Her husband told her the "good news": The affair, which Jenny Sanford had discovered the previous January, was finally over after a year. "I told you, it's all behind us," he explained. "Everything's good."
"Good?" Sanford writes in her new memoir, "Staying True," which landed in bookstores Friday. "What part of this did he think was good?"
Mark Sanford's office had no comment on the book.
Chris Allen, the aide who sat alone in the car with Sanford as he spoke to his furious wife on the phone, told CNN in an e-mail Friday that the drive to Columbia was "awkward, emotional, almost fictitious, and at this point a blur."
Allen also remembers that in the following days he witnessed an outpouring of support from the people closest to the Sanfords. "Days like that cause people to forget about the political and concentrate solely on the personal," he wrote in the e-mail.
That's the story Jenny Sanford attempts to tell in the much-anticipated memoir, a book peppered with Bible verses and anecdotes about the strength and inspiration derived from friends and family in the face of astonishing personal upheaval.
But the book also reveals that Jenny Sanford, despite her famous refusal to play the role of loyal spouse in the aftermath of the affair, may have invested too much of herself in her husband and his neverending political pursuits.
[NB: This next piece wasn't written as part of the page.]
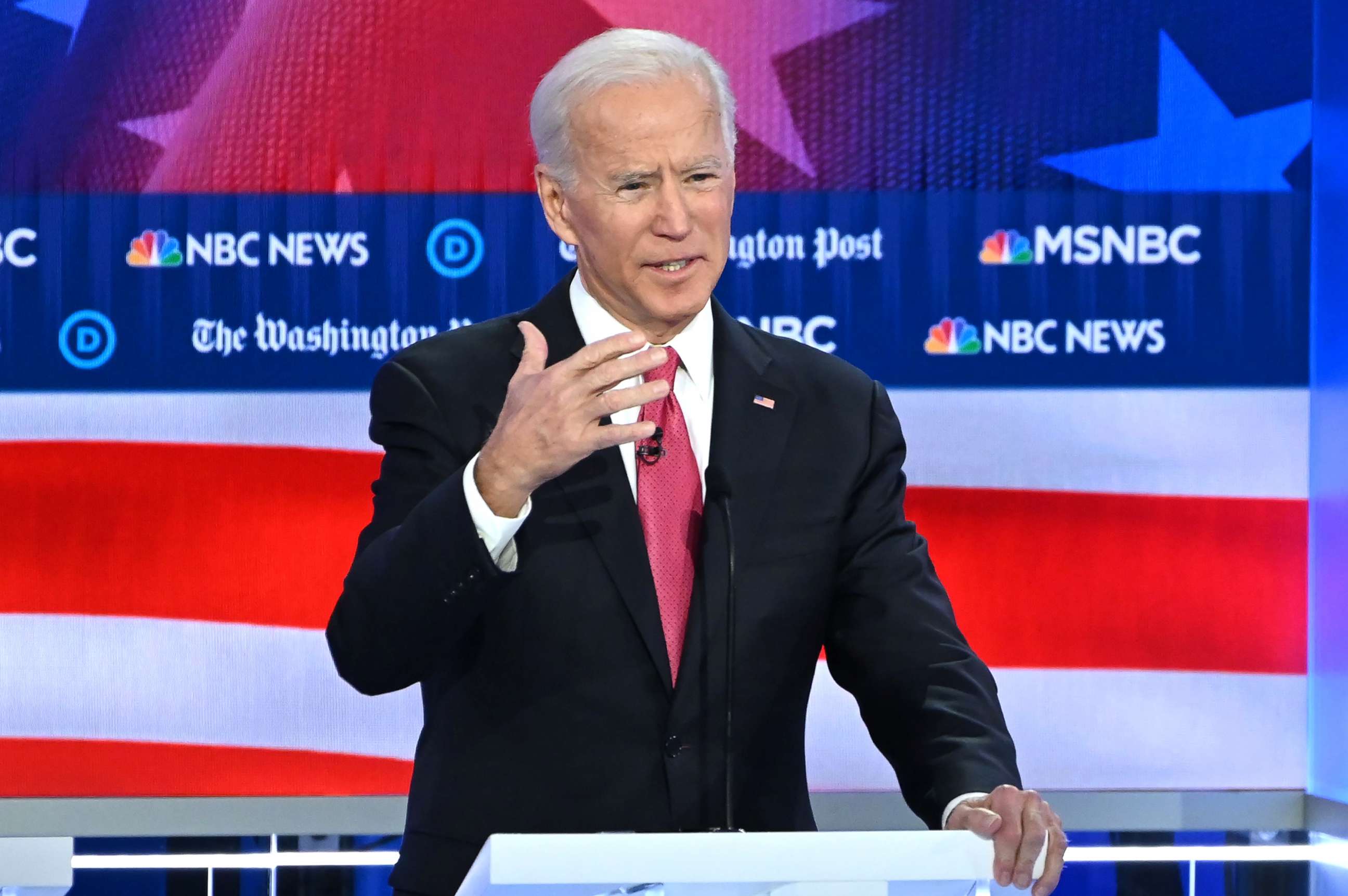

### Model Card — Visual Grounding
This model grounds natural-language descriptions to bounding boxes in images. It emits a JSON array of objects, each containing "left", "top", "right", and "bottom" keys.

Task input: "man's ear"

Though she maintains that she loved him despite his flaws, she writes painfully of the strain his busy public career put on their marriage and wonders whether she should have ended their relationship years earlier.
As the Republican governor rose in national prominence and drew mention as a potential White House contender -- most famously during his fight against the stimulus bill last year -- Jenny Sanford wrote that he was consumed with "unquenchable ambition" and had become "the empty-eyed politician he used to abhor."
Jenny Sanford, her critics suggest, was a knowing partner to that personality change. Since her days managing his first campaign for the House, she developed a reputation in Columbia as a savvy political operator and controller of her husband's image.
In the tumultuous weeks following Mark Sanford's admission last summer, for instance, his wife phoned several key political allies and urged them not to call for Sanford's ouster -- a piece of maneuvering that may have saved his job. That detail goes unmentioned in the book.
She does, however, reserve some special ire for political reporters who, she gripes, are "frequently there when you don't want them around and rarely there when you do."
She also recalls strategizing briefly by phone with her husband before his infamous press conference. "Whatever you do, don't talk about your heart," she told him, a piece of advice that apparently went unheeded.
Jenny Sanford devotes page after page to roasting her husband for his selfishness and mushrooming ego, but she admits that warning signs were there, even the early days of their relationship.
She writes that when she became pregnant with their first child, Mark Sanford joined her at one Lamaze class before deeming it "a waste of his time." He explained, "I've spent many long nights helping cows give birth and I know what to do when the baby gets stuck." Jenny Sanford's sister flew in to be with her for the birth instead.
When her grandfather died early in their marriage, Mark Sanford refused to make the trip to Chicago for the funeral because he "had only met him a handful of times," according to the book.
Later, while in Congress and living in Washington, the notoriously frugal Sanford once purchased a diamond necklace for his wife, who was residing with their boys back in Charleston, she writes.
Jenny Sanford wore it with pride, but when her husband returned home and saw her wearing it proudly, he said, "That is what I spend all that money on?! hope you kept the box!" He returned the necklace the next day.
Even with the relentless tales of marital stress, there is little time for self-pity in "Staying True." While her husband is depicted as spending his adult life restlessly pursuing his political goals, Jenny Sanford writes lovingly of her busy life as a mother to the couple's four rambunctious boys.
Meanwhile, she came to realize that her marriage -- which grew even more distant as he began his affair -- wasn't exactly a romance novel.
"Certainly I didn't always feel loved by him or have that 'in-love' feeling for him as often as I would have liked, but that, I rationalized -- and believed -- was real marriage," she writes.
Despite the collapse of her marriage -- Jenny Sanford filed for divorce late last year -- she believes that her faith in God and "firmly planted" feet will carry her forward.
"I have loved and will love again," she writes.